En las llanuras de Anatolia central, Turquía, se halla Çatalhöyük, uno de los más antiguos asentamientos humanos del planeta. Este asentamiento del Neolítico contuvo a una comunidad que residía en viviendas de adobe erigidas una al lado de otra, sin calles, y a las que se ingresaba por los techos.
A lo largo de los años, los pobladores enterraron a sus difuntos bajo los suelos de sus casas, lo que generó una cultura que actualmente proporciona pistas sobre sus modos de vida, vínculos familiares y estructura social.

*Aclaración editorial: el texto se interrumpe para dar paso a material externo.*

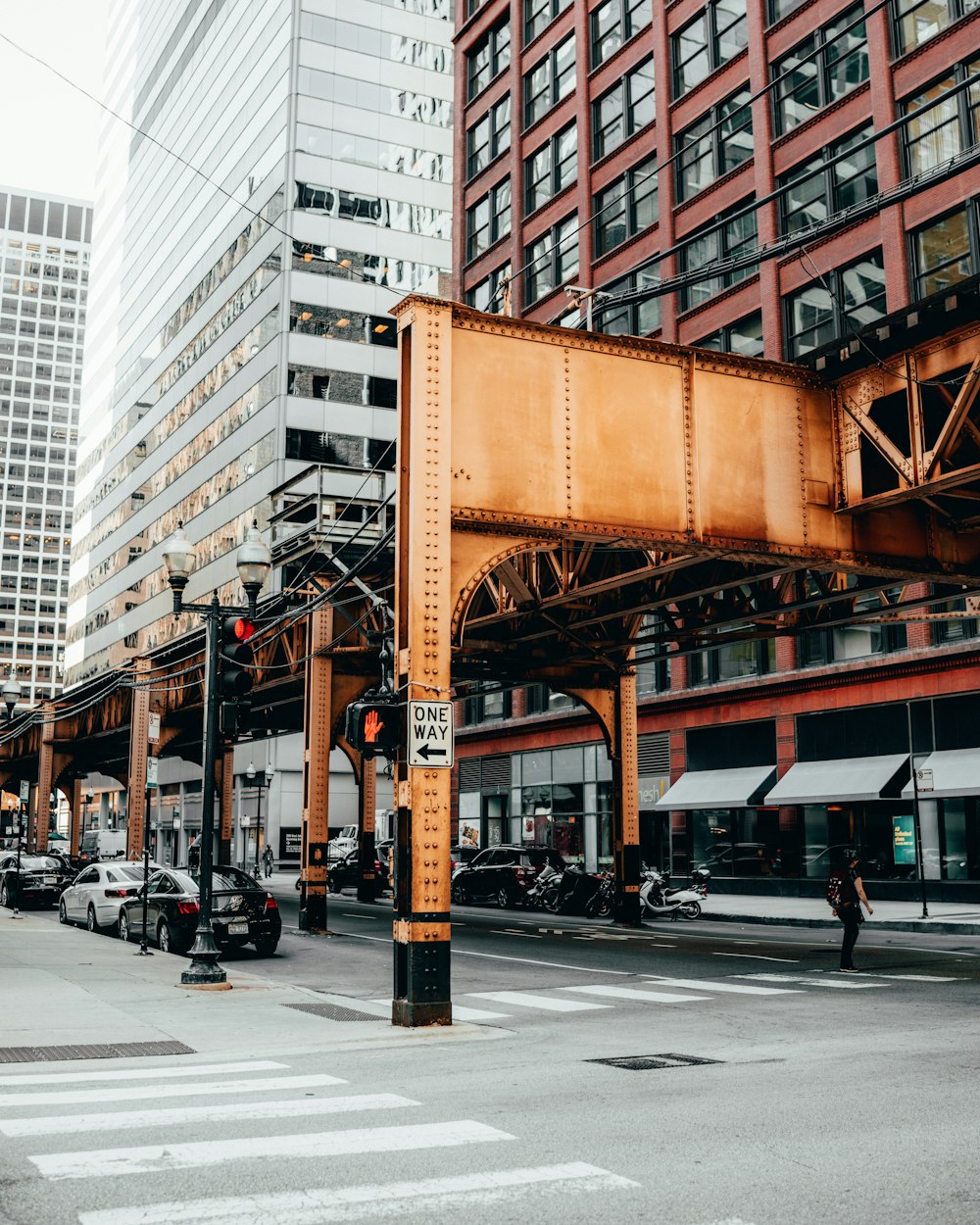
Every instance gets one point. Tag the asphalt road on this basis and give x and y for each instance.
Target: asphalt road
(821, 1097)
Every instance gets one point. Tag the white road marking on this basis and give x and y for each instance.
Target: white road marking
(632, 994)
(121, 1120)
(759, 956)
(427, 1199)
(141, 1073)
(191, 1089)
(527, 1000)
(726, 988)
(813, 983)
(165, 1157)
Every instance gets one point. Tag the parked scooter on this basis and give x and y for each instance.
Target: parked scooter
(657, 900)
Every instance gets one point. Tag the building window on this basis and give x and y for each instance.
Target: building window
(916, 21)
(728, 240)
(637, 315)
(709, 42)
(489, 137)
(550, 170)
(731, 662)
(612, 24)
(718, 142)
(623, 109)
(549, 81)
(488, 58)
(626, 206)
(743, 337)
(942, 254)
(947, 126)
(823, 68)
(842, 175)
(852, 298)
(489, 220)
(488, 294)
(553, 259)
(539, 15)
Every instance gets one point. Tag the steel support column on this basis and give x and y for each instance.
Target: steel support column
(422, 618)
(368, 881)
(226, 798)
(318, 740)
(138, 754)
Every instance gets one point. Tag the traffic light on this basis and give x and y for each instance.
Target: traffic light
(235, 660)
(235, 679)
(373, 726)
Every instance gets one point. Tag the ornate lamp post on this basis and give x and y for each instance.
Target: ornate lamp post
(254, 562)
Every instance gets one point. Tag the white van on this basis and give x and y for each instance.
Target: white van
(102, 844)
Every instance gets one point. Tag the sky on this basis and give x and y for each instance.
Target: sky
(49, 130)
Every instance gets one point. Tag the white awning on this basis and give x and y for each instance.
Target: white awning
(955, 772)
(843, 778)
(716, 788)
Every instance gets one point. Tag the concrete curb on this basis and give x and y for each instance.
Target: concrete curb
(935, 926)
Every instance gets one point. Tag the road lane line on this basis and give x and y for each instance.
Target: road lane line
(166, 1157)
(141, 1073)
(658, 980)
(633, 994)
(126, 1120)
(143, 1092)
(427, 1199)
(528, 1000)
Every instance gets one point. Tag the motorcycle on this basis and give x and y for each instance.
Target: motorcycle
(657, 900)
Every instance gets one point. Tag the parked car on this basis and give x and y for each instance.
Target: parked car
(98, 891)
(99, 844)
(40, 880)
(243, 911)
(503, 873)
(346, 872)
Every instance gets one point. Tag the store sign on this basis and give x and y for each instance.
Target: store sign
(903, 839)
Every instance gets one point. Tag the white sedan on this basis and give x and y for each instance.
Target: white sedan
(97, 893)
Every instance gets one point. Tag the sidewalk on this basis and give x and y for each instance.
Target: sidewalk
(62, 986)
(945, 917)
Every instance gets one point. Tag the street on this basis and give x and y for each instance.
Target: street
(783, 1089)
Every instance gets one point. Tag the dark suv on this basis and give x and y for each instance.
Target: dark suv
(503, 873)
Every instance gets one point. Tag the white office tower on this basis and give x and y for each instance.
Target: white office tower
(44, 246)
(285, 180)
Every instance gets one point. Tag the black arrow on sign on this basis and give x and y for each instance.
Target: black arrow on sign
(426, 753)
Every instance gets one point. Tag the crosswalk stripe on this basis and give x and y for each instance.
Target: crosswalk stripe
(632, 994)
(813, 981)
(143, 1092)
(126, 1120)
(527, 1000)
(172, 1071)
(724, 988)
(165, 1157)
(326, 1205)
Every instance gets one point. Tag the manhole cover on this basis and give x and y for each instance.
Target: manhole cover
(646, 1062)
(101, 1052)
(334, 1012)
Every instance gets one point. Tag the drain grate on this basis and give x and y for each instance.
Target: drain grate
(334, 1012)
(101, 1052)
(646, 1062)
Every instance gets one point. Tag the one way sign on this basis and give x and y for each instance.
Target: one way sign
(430, 734)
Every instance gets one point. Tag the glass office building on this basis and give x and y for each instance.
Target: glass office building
(44, 245)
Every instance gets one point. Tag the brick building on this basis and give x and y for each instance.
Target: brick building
(788, 177)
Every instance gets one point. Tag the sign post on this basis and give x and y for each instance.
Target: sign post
(430, 735)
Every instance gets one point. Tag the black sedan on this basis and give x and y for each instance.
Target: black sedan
(503, 873)
(243, 912)
(344, 873)
(40, 880)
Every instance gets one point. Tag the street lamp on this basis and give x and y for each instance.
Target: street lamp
(261, 779)
(254, 562)
(11, 692)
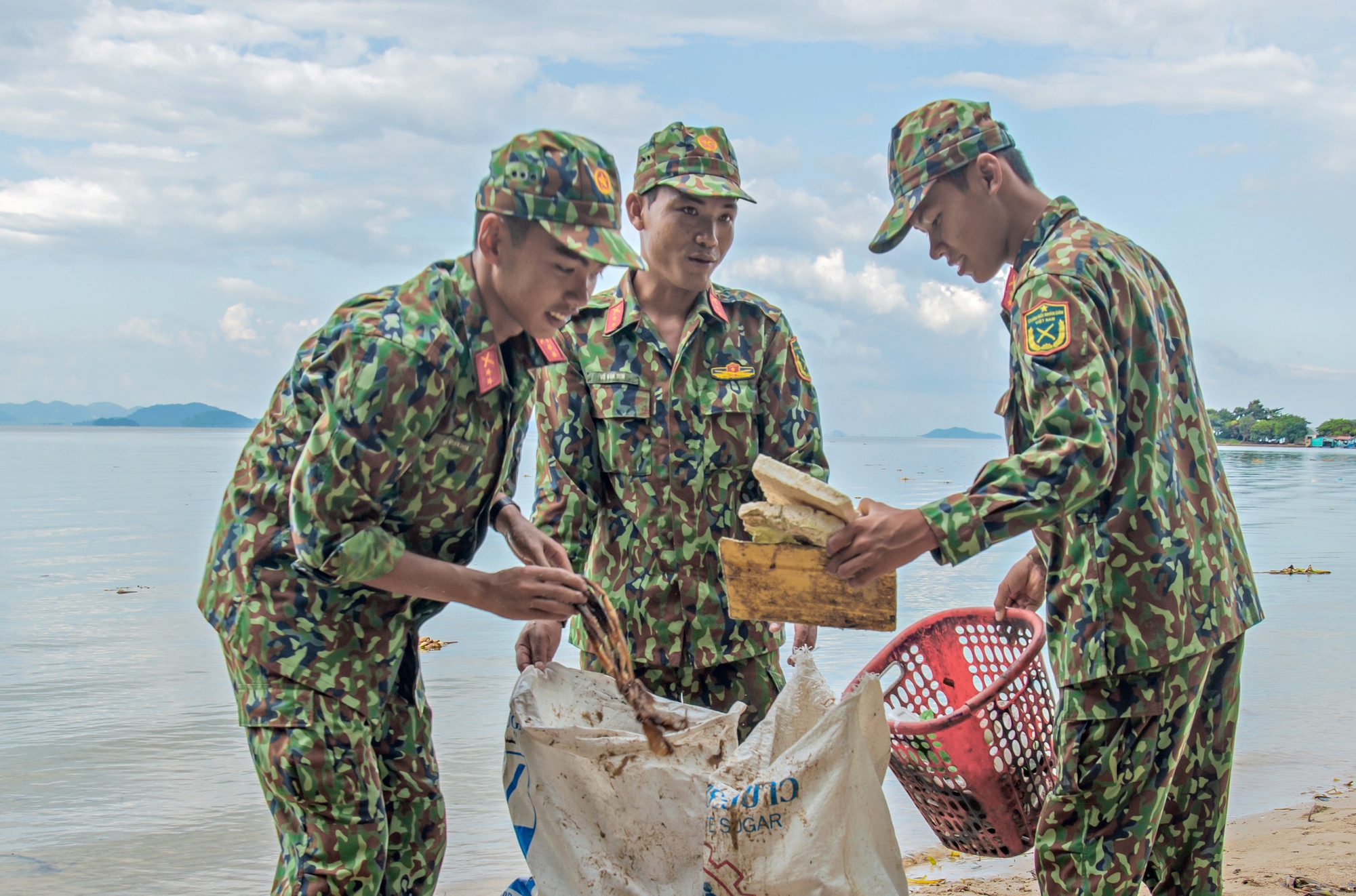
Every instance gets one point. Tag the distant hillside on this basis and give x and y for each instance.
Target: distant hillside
(49, 413)
(105, 414)
(959, 433)
(220, 420)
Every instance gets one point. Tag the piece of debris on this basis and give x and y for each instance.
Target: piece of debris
(608, 643)
(1315, 889)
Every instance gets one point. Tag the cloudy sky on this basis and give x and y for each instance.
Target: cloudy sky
(188, 189)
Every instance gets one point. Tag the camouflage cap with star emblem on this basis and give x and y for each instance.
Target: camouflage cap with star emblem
(695, 161)
(566, 182)
(927, 144)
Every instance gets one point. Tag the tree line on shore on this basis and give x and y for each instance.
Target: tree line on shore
(1259, 424)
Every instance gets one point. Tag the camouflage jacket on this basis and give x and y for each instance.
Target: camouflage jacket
(398, 424)
(646, 459)
(1114, 463)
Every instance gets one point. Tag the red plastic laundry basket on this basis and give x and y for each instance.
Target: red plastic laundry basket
(981, 768)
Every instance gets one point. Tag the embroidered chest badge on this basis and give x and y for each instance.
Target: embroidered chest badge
(1045, 329)
(734, 371)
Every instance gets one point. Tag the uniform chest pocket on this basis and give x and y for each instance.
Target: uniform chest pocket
(622, 407)
(727, 411)
(455, 449)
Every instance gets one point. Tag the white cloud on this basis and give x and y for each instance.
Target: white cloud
(950, 308)
(129, 151)
(1235, 79)
(291, 334)
(239, 323)
(828, 279)
(48, 203)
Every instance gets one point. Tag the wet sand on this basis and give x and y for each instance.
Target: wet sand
(1315, 840)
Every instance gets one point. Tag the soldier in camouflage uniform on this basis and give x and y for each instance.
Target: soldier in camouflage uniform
(649, 433)
(363, 494)
(1114, 468)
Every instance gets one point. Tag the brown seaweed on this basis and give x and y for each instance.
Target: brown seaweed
(608, 643)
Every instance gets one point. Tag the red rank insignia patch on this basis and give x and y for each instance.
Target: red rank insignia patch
(1010, 288)
(551, 349)
(615, 315)
(799, 359)
(490, 371)
(718, 308)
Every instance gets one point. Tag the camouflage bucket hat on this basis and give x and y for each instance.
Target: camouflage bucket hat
(696, 161)
(927, 144)
(566, 182)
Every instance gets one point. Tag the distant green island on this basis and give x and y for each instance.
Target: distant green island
(959, 433)
(195, 414)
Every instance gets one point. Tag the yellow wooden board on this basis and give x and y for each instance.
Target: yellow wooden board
(790, 584)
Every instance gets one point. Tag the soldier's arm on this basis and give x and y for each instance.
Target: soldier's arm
(380, 406)
(789, 410)
(569, 474)
(1069, 398)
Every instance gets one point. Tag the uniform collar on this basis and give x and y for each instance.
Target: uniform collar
(477, 331)
(624, 310)
(1054, 215)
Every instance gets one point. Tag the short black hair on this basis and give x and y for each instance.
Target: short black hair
(1011, 155)
(517, 227)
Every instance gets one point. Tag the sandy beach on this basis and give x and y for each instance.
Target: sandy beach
(1315, 840)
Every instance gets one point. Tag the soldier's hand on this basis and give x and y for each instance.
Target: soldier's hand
(531, 593)
(1023, 588)
(538, 645)
(805, 636)
(883, 539)
(528, 543)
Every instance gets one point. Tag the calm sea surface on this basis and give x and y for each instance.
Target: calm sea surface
(123, 769)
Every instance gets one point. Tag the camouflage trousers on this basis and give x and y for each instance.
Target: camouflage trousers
(356, 803)
(755, 681)
(1144, 791)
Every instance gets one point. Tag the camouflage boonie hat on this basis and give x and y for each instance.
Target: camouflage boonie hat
(566, 182)
(696, 161)
(927, 144)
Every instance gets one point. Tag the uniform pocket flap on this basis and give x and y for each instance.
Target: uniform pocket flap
(277, 706)
(730, 399)
(622, 399)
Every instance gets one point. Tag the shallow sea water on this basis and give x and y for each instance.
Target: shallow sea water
(123, 769)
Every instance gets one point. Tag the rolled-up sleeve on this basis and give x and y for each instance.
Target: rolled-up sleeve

Una investigación reciente publicada en la revista Science añade una nueva perspectiva al estudio de esta comunidad neolítica que habría existido entre el 7100 y el 6000 a. C. Un grupo internacional de investigadores de Turquía, Dinamarca, Suecia, Alemania y Estados Unidos examinó el ADN de 131 personas sepultadas en el sitio. El descubrimiento más significativo: las relaciones de parentesco más cercanas entre individuos enterrados en la misma casa seguían un esquema fundamentado en lazos femeninos.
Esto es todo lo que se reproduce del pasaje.